Though Dinah is forbidden to speak or even think of the
past, she encounters reminders of her history everywhere. While
her pregnancy gives her hope and a reason to live, it also binds
her to her past. In her heart, she names her son Bar-Shalem and
sees her dead husband every time she looks into her child’s eyes.
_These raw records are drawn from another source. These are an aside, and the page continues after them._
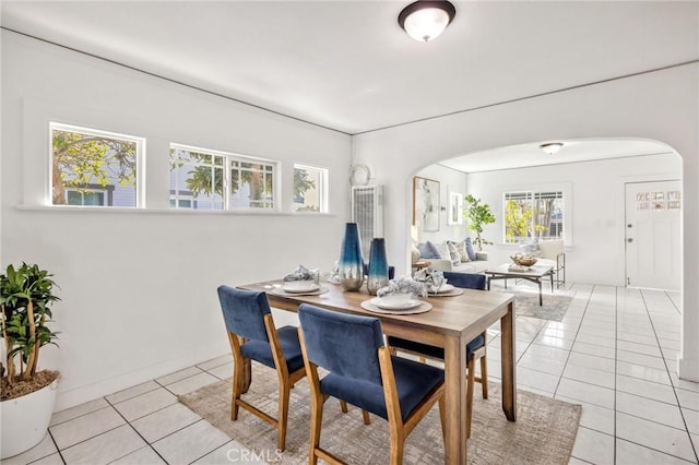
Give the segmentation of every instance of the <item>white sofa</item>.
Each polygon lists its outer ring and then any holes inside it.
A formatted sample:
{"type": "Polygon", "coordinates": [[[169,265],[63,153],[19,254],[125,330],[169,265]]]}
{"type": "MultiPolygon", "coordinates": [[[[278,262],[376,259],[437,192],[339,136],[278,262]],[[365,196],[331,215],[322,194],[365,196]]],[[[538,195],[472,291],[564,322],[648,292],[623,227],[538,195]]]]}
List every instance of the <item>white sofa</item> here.
{"type": "Polygon", "coordinates": [[[461,273],[482,273],[488,267],[497,265],[488,260],[471,260],[469,262],[462,262],[459,265],[454,265],[451,260],[447,259],[424,259],[429,262],[429,266],[437,271],[448,272],[461,272],[461,273]]]}
{"type": "MultiPolygon", "coordinates": [[[[429,262],[433,270],[446,272],[461,273],[482,273],[488,267],[495,267],[501,263],[495,263],[488,260],[481,260],[483,254],[476,253],[476,260],[462,262],[454,265],[450,259],[430,259],[422,258],[420,260],[429,262]]],[[[537,264],[548,265],[554,269],[554,282],[558,287],[566,284],[566,253],[564,251],[564,240],[543,240],[538,242],[538,260],[537,264]]],[[[487,257],[487,254],[485,255],[487,257]]]]}
{"type": "MultiPolygon", "coordinates": [[[[481,273],[487,270],[488,267],[491,267],[495,265],[495,263],[484,260],[484,258],[488,257],[487,253],[475,252],[475,251],[473,251],[473,253],[476,260],[469,260],[454,265],[451,260],[451,255],[450,255],[449,249],[447,248],[446,242],[447,241],[433,243],[434,248],[436,249],[435,251],[438,252],[441,255],[441,258],[435,258],[433,255],[420,255],[419,260],[429,262],[429,266],[433,270],[446,271],[446,272],[481,273]]],[[[455,243],[455,242],[452,242],[452,243],[455,243]]],[[[425,245],[418,245],[417,248],[424,249],[423,246],[425,245]]],[[[472,247],[472,246],[469,246],[469,247],[472,247]]],[[[463,253],[463,249],[462,249],[462,253],[463,253]]]]}

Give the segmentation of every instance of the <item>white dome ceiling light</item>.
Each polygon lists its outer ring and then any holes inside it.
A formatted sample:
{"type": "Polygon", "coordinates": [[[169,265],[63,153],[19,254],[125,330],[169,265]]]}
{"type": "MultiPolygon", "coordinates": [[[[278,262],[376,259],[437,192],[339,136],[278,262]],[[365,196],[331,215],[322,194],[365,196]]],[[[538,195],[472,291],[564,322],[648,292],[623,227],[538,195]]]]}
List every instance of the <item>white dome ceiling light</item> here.
{"type": "Polygon", "coordinates": [[[446,0],[420,0],[408,4],[398,15],[398,23],[417,41],[429,41],[445,32],[457,9],[446,0]]]}

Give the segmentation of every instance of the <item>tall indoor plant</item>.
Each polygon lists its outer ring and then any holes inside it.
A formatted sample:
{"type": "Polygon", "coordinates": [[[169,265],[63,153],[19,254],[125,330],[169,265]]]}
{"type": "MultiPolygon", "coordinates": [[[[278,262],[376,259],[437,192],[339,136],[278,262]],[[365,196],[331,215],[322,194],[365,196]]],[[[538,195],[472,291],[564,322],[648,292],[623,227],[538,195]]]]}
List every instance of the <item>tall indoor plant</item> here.
{"type": "Polygon", "coordinates": [[[38,265],[8,265],[0,274],[2,322],[1,458],[33,448],[44,438],[54,412],[58,371],[38,370],[40,348],[56,344],[51,331],[56,283],[38,265]]]}
{"type": "Polygon", "coordinates": [[[485,240],[481,235],[483,234],[483,227],[485,225],[495,223],[495,215],[490,211],[490,205],[481,203],[481,199],[469,194],[465,196],[465,201],[469,204],[465,208],[469,227],[476,234],[476,239],[473,242],[478,246],[478,251],[482,251],[484,245],[493,243],[491,241],[485,240]]]}

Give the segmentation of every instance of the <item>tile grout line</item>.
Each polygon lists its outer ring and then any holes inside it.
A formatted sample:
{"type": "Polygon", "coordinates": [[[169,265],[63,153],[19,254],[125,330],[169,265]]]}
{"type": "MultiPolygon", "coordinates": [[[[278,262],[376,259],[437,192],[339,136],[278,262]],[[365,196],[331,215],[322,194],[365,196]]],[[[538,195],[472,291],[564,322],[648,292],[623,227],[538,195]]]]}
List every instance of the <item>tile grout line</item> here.
{"type": "MultiPolygon", "coordinates": [[[[679,416],[682,417],[682,421],[685,425],[685,432],[687,433],[687,438],[689,439],[689,445],[692,449],[692,452],[695,453],[695,458],[697,460],[697,463],[699,463],[699,453],[697,452],[697,446],[695,445],[694,441],[691,440],[691,434],[689,433],[689,426],[687,425],[687,418],[685,418],[685,413],[682,409],[682,403],[679,402],[679,396],[677,395],[677,386],[675,386],[675,383],[673,381],[673,377],[672,373],[670,371],[670,367],[667,366],[667,360],[665,359],[665,354],[663,353],[662,346],[660,344],[660,337],[657,337],[657,332],[655,331],[655,324],[653,323],[653,318],[651,317],[651,312],[648,310],[648,302],[645,301],[645,296],[643,295],[643,290],[641,289],[641,298],[643,299],[643,303],[645,306],[645,311],[648,313],[648,319],[651,322],[651,329],[653,330],[653,335],[655,336],[655,341],[657,342],[657,348],[660,349],[661,355],[663,356],[663,365],[665,366],[665,372],[667,373],[667,378],[670,378],[670,385],[673,388],[673,394],[675,395],[675,400],[677,401],[677,408],[679,409],[679,416]]],[[[670,296],[667,296],[666,291],[663,291],[663,294],[667,297],[667,299],[670,300],[670,302],[673,305],[674,307],[674,302],[673,300],[670,298],[670,296]]],[[[682,315],[682,312],[680,312],[682,315]]]]}

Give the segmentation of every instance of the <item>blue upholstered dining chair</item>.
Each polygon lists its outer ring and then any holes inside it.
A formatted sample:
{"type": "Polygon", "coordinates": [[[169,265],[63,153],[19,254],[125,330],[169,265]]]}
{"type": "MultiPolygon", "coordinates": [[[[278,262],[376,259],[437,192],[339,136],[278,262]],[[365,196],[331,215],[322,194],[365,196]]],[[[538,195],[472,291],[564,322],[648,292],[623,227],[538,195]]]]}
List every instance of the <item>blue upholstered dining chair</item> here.
{"type": "MultiPolygon", "coordinates": [[[[465,289],[486,289],[486,276],[476,273],[454,273],[443,272],[447,282],[454,287],[465,289]]],[[[445,297],[448,299],[449,297],[445,297]]],[[[485,344],[485,331],[476,336],[473,341],[466,344],[466,365],[469,369],[467,382],[466,382],[466,404],[469,415],[466,415],[466,437],[471,437],[471,419],[473,410],[473,390],[474,382],[481,382],[483,398],[488,398],[488,368],[486,363],[486,344],[485,344]],[[481,377],[475,375],[476,360],[481,359],[481,377]]],[[[403,339],[401,337],[389,336],[388,344],[395,353],[395,349],[415,354],[424,360],[424,357],[435,358],[439,360],[445,359],[445,349],[442,347],[435,347],[427,344],[417,343],[414,341],[403,339]]]]}
{"type": "Polygon", "coordinates": [[[445,372],[392,356],[383,345],[381,322],[324,310],[298,308],[299,338],[311,392],[309,463],[343,463],[320,446],[323,404],[331,397],[368,410],[389,422],[391,464],[403,461],[403,445],[427,412],[439,403],[445,434],[445,372]],[[318,368],[328,373],[320,379],[318,368]]]}
{"type": "Polygon", "coordinates": [[[230,419],[235,421],[238,418],[238,407],[242,407],[269,422],[276,428],[277,448],[283,451],[289,390],[306,375],[298,331],[295,326],[279,330],[274,327],[270,302],[263,291],[220,286],[218,300],[234,358],[230,419]],[[277,418],[272,418],[241,398],[251,381],[251,360],[276,370],[280,386],[277,418]]]}

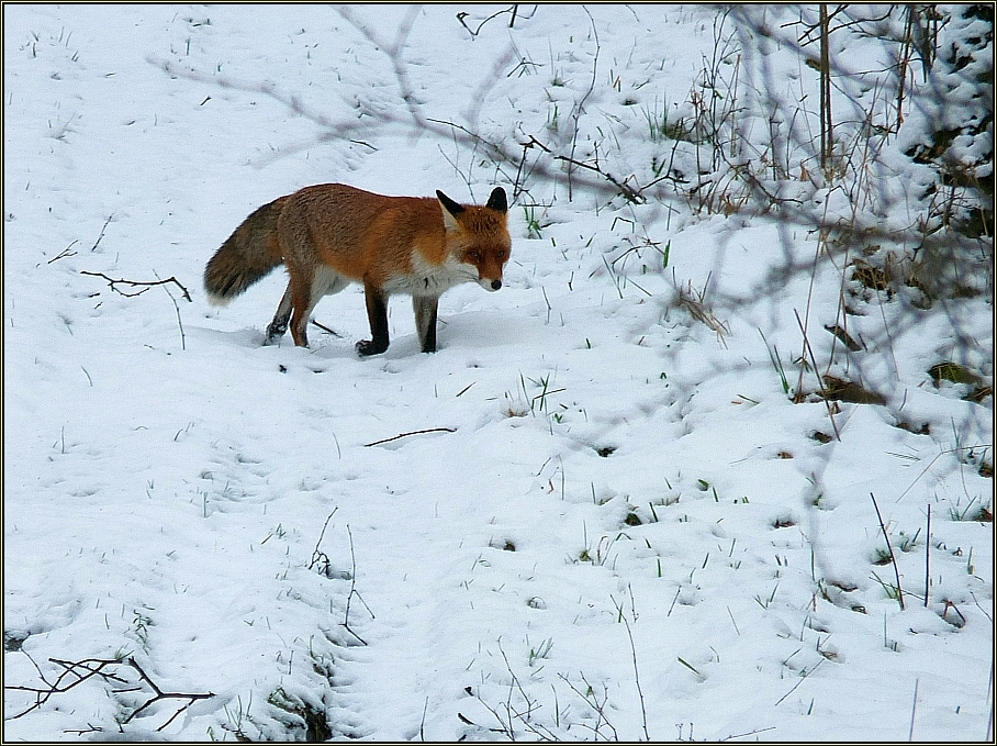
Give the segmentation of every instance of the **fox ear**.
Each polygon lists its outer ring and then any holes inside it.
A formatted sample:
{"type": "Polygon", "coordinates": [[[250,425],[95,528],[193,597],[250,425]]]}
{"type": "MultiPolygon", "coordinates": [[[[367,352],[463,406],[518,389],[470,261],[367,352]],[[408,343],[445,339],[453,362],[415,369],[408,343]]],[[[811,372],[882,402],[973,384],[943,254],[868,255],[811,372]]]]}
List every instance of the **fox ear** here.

Dinah’s relationship with her mother-in-law, Re-nefer, presents
a sharp contrast to the warm and tender relationships she shared
with her own mothers. While Re-nefer saves her in Shechem and takes
her away, in exchange Dinah must negate her past and blot out her
entire identity. Re-nefer has no desire for a daughter but only
craves a replacement for her son, so she uses Dinah. As a daughter
who has always been adored, Dinah finds Re-nefer to be a poor substitute
for Leah and her other mothers. She finds her living situation jarring,
for she cannot adjust to the grand house with staircases and servants,
since she misses the noisy, sprawling family camp. Dinah cannot
get her footing in her new environment, nor can she accept that
her life has changed forever.
While giving birth, Dinah discovers new reserves of strength within
herself. Dinah’s first thought when her water breaks is to call out
for her mothers. She feels their absence profoundly and misses the
comfort of the red tent. Though she has Re-nefer, the other women
of the house, and the midwife Meryt supporting her, she feels utterly
alone without her true mothers. All of her life, she has dreamed
of becoming a mother with her family at her side, and finally she
sees clearly how much she has lost. During her labor, Dinah discovers
strength in herself that she did not know she possessed. After hours
and hours of pushing with no progress, she remembers the teachings
of Inna and Rachel, and she takes over. She instructs Meryt to turn
the baby, and after she checks her own skin in a mirror, she asks
to be cut. Despite Re-nefer’s offer for the surgeon, Dinah insists
that Meryt handle the situation. Dinah’s cool head and natural abilities
as a midwife enable her to bring her son into the world safely and
avoid the ever-present death in the labor room.